Dengan format keaktoran ala Besut, Meimura menjadi tokoh utama besutan. Yakni seseorang yang berpakaian serba putih dengan peci berujung bundar berwarna merah. Sesuai dengan makna tokoh yang dibawakannya.

”Besut itu artinya mbeto maksud atau pembawa maksud. Dalam besutan, pementasannya pasti memiliki nasihat atau misi tertentu. Misi positif untuk kebaikan tentunya," terangnya. 

Anak-anak pun disasarnya. Terutama anak-anak. Di lingkungan tempat tinggalnya, Jalan Gunung Anyar Emas ia menginisiasi berdirinya Sanggar Anak Merdeka Indonesia (SAMIN). Untuk memberi pelatihan seni tradisi dan paduan-paduan dengan seni modern. Gratis. Tanpa dipungut biaya. ”Selain melestarikan tradisi, anak-anak biar terhindar dari kecanduan smartphone,” katanya. 

Tabiat berkesenian Meimura dimulai sejak usia sekolah. Selepas SMP dan terpilih menjadi aktor terbaik Festival Drama Pelajar. Pada 1976, ia terlibat dalam pemberdayaan masyarakat di daerah Petemon, Sawahan, dengan mendirikan Karang Remaja. Sebuah wadah untuk aktivitas berkesenian serta pengelolaan usaha mandiri. 

”Berkarya seni, belajar menjahit, mengelas, kemudian teman-teman waktu itu mulai buka usaha jahit-menjahit dan las di Jalan Patua. Jadi kalau sekarang Patua ramai dengan jasa permak, dulu kegiatan itu dimulai oleh Karang Remaja," ungkapnya.

Heri Lentho
Sebagai penari, Heri Lentho getol menggerakkan anak muda, supaya mereka turut andil dalam menghidupkan gairah seni di Surabaya.--

Sebagai seniman, Heri Lentho berkontribusi menggerakkan warna-warni seni budaya di Jawa Timur, khususnya Surabaya. Heri-lah pencetus G-Walk Percussion, Eksotika Bromo, Surabaya Juang dan pengayom komunitas seni yang sebagian besar beranggotakan seniman muda: JatiSwara.

Pernah terlibat dalam gelaran tari nasional: Indonesian Dance Festival (IDF). Sepulang dari IDF, heri menggagas forum Surabaya Dance Festival. "Awalnya olah tubuh untuk anak-anak Sendratasik UNESA. Kemudian berkembang luas, karena saya mengenalkan konsep-konsep seni dan beberapa pementasan pada anak muda. Khususnya media sosial," ungkapnya.

Upaya itu berhasil menarik perhatian anak-anak muda dan turut bergabung, berkarya bersama Heri.

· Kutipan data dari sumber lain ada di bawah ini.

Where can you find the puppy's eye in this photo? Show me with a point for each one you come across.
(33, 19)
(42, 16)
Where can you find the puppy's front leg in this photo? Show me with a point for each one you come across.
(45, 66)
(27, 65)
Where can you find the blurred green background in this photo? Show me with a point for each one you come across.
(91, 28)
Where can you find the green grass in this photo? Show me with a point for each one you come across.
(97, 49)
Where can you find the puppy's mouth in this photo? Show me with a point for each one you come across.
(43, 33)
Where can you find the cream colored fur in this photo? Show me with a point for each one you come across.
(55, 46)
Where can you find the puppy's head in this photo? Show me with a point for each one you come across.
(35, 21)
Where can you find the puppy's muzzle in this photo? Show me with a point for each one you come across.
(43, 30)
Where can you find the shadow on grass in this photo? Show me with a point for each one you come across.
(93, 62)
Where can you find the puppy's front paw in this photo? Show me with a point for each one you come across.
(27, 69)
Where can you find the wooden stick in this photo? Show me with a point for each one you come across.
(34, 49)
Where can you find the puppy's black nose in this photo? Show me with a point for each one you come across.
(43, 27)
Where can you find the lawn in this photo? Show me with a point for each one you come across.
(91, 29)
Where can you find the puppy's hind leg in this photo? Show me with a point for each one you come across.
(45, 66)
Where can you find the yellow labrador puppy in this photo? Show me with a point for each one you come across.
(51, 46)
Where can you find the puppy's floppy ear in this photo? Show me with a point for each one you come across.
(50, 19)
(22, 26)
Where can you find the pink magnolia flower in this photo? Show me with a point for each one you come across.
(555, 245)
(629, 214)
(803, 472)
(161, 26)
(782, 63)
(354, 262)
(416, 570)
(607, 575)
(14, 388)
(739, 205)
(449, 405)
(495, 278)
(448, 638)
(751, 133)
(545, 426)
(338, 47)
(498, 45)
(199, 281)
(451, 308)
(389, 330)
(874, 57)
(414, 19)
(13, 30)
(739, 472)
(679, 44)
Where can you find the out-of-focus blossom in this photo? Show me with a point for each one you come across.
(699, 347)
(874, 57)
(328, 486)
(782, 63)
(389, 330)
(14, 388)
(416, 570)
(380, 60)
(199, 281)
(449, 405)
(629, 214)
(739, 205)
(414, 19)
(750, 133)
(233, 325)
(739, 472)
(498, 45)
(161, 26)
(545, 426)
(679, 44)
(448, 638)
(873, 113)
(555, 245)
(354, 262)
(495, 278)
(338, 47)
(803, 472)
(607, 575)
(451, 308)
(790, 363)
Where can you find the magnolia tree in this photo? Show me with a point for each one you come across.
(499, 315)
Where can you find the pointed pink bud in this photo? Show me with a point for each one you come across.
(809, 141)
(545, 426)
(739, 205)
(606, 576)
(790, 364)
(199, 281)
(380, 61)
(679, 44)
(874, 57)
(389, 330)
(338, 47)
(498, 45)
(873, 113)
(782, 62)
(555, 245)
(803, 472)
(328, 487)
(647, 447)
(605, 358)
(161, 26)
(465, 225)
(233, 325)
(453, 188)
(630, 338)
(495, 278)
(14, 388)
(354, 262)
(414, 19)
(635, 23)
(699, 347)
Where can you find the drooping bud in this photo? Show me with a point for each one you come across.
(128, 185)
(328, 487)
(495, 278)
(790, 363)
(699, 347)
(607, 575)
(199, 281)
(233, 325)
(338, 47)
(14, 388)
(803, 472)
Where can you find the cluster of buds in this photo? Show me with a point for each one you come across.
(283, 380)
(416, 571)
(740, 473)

Ia juga menggagas Festival Cak Durasim di kompleks Taman Budaya Jawa Timur, Festival Budaya Jatim, Jatim Specta Night Carnival dan lain-lain. 

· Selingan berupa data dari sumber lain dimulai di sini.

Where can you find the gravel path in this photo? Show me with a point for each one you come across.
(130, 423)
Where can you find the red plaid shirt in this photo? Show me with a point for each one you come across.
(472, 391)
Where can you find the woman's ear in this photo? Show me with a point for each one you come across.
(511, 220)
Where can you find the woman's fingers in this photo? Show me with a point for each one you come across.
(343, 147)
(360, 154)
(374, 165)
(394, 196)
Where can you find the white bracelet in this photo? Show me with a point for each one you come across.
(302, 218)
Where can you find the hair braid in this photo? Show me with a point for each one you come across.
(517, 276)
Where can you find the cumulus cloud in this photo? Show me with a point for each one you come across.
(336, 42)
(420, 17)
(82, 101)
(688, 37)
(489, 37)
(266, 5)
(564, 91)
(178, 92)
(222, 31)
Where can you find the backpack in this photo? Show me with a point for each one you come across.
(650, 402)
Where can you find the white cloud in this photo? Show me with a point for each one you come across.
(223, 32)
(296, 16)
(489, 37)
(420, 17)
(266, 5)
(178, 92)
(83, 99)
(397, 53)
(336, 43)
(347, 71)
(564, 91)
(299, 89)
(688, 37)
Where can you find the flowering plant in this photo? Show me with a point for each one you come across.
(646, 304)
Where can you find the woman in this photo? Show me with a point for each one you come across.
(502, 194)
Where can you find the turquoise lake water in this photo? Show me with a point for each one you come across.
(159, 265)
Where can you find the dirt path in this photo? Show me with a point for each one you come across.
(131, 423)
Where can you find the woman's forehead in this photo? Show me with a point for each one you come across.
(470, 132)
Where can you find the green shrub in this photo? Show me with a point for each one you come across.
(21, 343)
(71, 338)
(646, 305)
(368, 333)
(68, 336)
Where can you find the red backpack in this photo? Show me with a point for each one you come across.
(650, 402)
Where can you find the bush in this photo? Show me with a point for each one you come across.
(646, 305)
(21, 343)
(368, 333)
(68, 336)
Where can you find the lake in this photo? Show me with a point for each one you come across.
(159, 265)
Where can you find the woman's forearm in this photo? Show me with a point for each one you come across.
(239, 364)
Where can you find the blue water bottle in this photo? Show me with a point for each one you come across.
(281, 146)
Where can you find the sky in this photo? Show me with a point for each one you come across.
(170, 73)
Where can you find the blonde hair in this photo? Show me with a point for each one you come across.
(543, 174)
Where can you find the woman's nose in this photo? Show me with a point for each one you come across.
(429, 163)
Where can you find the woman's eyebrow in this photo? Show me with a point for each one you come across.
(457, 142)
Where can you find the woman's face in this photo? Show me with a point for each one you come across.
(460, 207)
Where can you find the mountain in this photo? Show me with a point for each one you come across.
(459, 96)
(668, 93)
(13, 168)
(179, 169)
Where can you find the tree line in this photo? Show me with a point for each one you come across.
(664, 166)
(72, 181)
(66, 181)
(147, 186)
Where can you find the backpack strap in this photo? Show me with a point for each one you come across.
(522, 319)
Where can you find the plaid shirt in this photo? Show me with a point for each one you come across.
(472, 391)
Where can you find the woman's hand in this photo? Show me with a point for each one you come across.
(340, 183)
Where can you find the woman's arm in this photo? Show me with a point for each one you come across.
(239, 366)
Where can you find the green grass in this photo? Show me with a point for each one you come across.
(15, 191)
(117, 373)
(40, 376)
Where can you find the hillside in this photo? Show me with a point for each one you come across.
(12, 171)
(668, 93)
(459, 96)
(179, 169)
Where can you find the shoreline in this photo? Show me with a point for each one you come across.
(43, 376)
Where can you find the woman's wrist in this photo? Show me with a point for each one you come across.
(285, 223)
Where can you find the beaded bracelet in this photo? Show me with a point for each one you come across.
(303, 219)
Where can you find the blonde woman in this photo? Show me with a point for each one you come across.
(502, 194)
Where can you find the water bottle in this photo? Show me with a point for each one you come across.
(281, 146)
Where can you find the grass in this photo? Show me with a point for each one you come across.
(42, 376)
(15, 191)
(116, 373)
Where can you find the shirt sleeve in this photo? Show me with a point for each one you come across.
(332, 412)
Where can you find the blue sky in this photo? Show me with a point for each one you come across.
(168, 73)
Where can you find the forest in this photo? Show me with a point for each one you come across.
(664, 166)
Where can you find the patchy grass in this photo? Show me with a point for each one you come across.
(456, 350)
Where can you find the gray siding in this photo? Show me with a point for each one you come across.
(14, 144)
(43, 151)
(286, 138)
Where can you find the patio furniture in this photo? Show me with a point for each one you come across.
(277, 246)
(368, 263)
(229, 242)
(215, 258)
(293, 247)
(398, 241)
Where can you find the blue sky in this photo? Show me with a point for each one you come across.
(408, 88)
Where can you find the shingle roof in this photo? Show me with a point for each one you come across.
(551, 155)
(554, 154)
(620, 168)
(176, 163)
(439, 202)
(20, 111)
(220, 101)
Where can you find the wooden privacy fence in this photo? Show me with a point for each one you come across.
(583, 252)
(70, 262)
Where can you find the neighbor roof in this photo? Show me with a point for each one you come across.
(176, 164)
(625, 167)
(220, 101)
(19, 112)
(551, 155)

Kerja kesenimanannya telah berlangsung sejak lama. Saat berkuliah di IKIP Surabaya (Sekarang UNESA), ia menjadi aktivis yang menjalankan aksinya lewat media berkesenian. "Kalau suara dan demo dibungkam, kesenianlah yang bekerja," ujar ayah dua anak itu. 

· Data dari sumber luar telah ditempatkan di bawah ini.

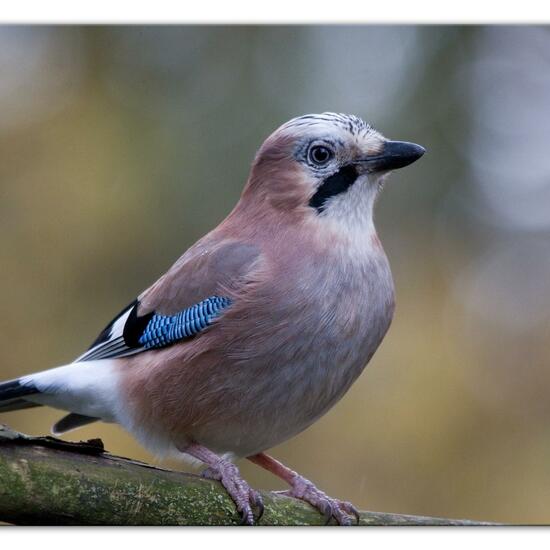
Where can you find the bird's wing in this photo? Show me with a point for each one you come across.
(182, 303)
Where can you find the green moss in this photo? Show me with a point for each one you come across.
(51, 485)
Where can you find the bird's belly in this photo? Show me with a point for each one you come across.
(286, 392)
(259, 378)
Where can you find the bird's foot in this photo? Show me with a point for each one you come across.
(340, 510)
(244, 497)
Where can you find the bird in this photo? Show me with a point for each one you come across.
(260, 327)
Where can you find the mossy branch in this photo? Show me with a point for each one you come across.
(47, 481)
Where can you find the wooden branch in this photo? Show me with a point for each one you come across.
(47, 481)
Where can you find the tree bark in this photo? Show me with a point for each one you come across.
(47, 481)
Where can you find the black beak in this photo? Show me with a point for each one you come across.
(394, 154)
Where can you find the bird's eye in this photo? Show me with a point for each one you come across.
(320, 155)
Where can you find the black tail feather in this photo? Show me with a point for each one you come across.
(13, 389)
(11, 393)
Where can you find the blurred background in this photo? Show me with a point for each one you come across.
(120, 146)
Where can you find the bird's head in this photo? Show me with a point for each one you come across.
(330, 166)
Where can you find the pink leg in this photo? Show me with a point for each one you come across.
(227, 473)
(304, 490)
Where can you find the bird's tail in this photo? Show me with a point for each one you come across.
(86, 390)
(12, 395)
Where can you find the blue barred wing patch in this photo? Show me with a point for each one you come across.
(163, 330)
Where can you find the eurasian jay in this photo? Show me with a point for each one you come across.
(260, 327)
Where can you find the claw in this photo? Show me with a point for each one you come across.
(327, 512)
(258, 503)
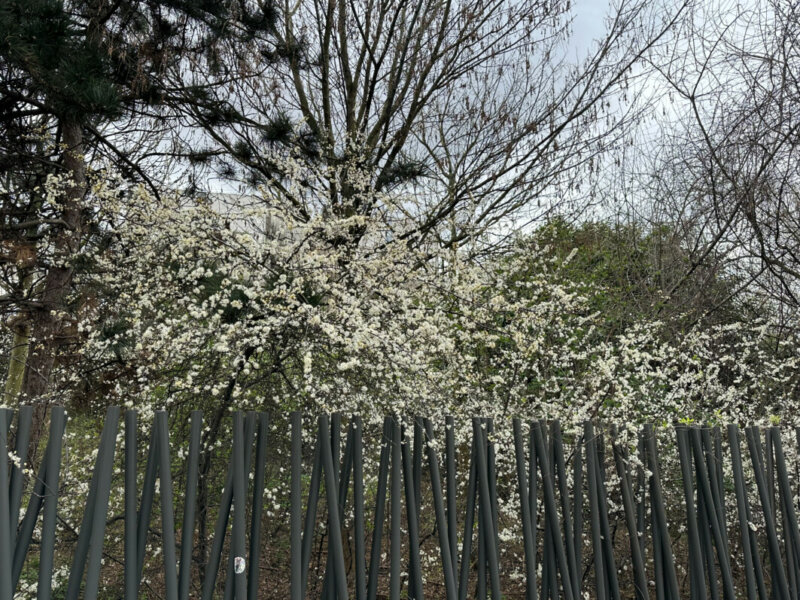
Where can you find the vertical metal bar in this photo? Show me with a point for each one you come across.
(712, 515)
(469, 522)
(577, 512)
(215, 554)
(533, 494)
(331, 489)
(131, 551)
(442, 525)
(561, 472)
(167, 508)
(231, 587)
(380, 508)
(639, 575)
(53, 470)
(418, 451)
(394, 552)
(90, 510)
(485, 502)
(343, 481)
(258, 507)
(358, 509)
(791, 529)
(23, 434)
(551, 512)
(231, 579)
(657, 503)
(295, 506)
(100, 509)
(146, 504)
(696, 569)
(311, 515)
(190, 505)
(780, 582)
(641, 501)
(594, 511)
(239, 503)
(415, 590)
(28, 524)
(450, 460)
(741, 510)
(525, 511)
(6, 591)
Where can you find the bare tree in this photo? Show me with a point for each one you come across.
(473, 108)
(730, 166)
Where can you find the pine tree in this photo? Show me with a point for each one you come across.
(78, 80)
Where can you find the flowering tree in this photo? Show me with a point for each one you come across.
(198, 305)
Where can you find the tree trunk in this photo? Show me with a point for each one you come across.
(48, 319)
(17, 359)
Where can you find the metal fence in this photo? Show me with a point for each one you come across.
(590, 519)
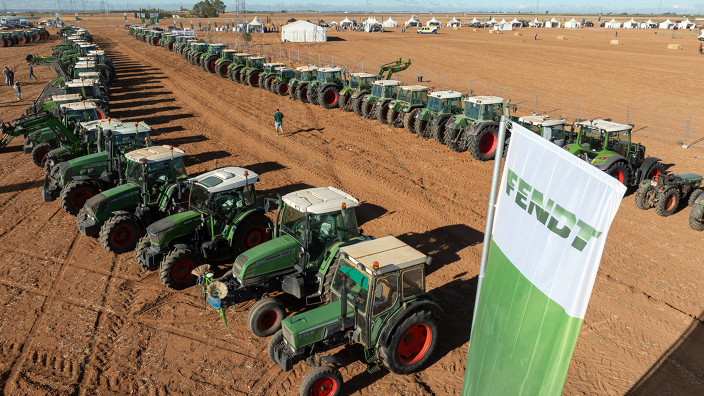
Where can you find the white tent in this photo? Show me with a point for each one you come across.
(612, 24)
(303, 32)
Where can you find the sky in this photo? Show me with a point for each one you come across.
(554, 6)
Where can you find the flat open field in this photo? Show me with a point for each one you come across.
(75, 320)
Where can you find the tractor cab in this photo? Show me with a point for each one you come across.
(378, 301)
(547, 128)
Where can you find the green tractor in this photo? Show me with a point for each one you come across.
(311, 226)
(75, 181)
(395, 324)
(268, 75)
(430, 121)
(607, 145)
(477, 128)
(298, 86)
(665, 191)
(375, 105)
(224, 220)
(209, 59)
(156, 187)
(409, 99)
(325, 89)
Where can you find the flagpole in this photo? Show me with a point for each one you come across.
(490, 215)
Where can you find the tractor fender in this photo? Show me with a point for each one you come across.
(407, 310)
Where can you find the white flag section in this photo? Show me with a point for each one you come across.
(553, 213)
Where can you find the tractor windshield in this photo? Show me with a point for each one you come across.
(357, 285)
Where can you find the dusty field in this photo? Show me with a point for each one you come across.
(78, 321)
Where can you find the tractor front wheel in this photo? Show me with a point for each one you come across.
(666, 201)
(264, 318)
(120, 234)
(75, 194)
(412, 344)
(175, 270)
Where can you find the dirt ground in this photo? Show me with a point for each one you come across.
(79, 321)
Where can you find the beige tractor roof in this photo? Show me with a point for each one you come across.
(445, 94)
(606, 126)
(320, 200)
(484, 99)
(539, 120)
(383, 255)
(154, 154)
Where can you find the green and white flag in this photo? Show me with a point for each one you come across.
(552, 217)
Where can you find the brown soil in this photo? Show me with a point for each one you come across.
(77, 320)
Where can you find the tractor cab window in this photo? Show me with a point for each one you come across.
(385, 294)
(357, 285)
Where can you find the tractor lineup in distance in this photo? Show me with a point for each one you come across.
(430, 121)
(408, 99)
(310, 228)
(76, 180)
(156, 187)
(665, 191)
(374, 105)
(223, 221)
(607, 145)
(395, 324)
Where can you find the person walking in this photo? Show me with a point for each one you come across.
(278, 121)
(18, 88)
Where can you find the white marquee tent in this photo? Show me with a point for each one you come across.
(303, 32)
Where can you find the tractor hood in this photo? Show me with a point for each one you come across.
(165, 230)
(310, 326)
(269, 257)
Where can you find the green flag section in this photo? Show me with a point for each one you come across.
(553, 213)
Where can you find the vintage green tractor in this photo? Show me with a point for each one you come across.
(375, 104)
(325, 89)
(298, 86)
(377, 301)
(311, 226)
(224, 220)
(477, 128)
(156, 187)
(409, 98)
(607, 145)
(665, 192)
(75, 181)
(430, 121)
(210, 57)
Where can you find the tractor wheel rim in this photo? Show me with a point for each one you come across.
(324, 387)
(487, 144)
(670, 202)
(182, 270)
(268, 320)
(256, 236)
(414, 344)
(123, 236)
(79, 198)
(331, 97)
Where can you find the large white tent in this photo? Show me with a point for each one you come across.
(303, 32)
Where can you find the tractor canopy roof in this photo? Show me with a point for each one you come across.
(606, 126)
(445, 94)
(154, 154)
(386, 83)
(484, 99)
(384, 255)
(226, 179)
(320, 200)
(415, 88)
(540, 120)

Pada masa Orde Baru, ia melawan rezim dengan membuat pementasan berjudul Dwi Oknum, Telegram dari Sabin dan sebagainya. "Pengalaman diamankan, diancam aparat, pernah saya alami waktu itu. Semua itu yang membuat saya gigih dalam memperjuangkan apa pun. Termasuk menggerakkan anak muda, supaya mereka turut andil dalam menghidupkan gairah seni di Surabaya," tambahnya.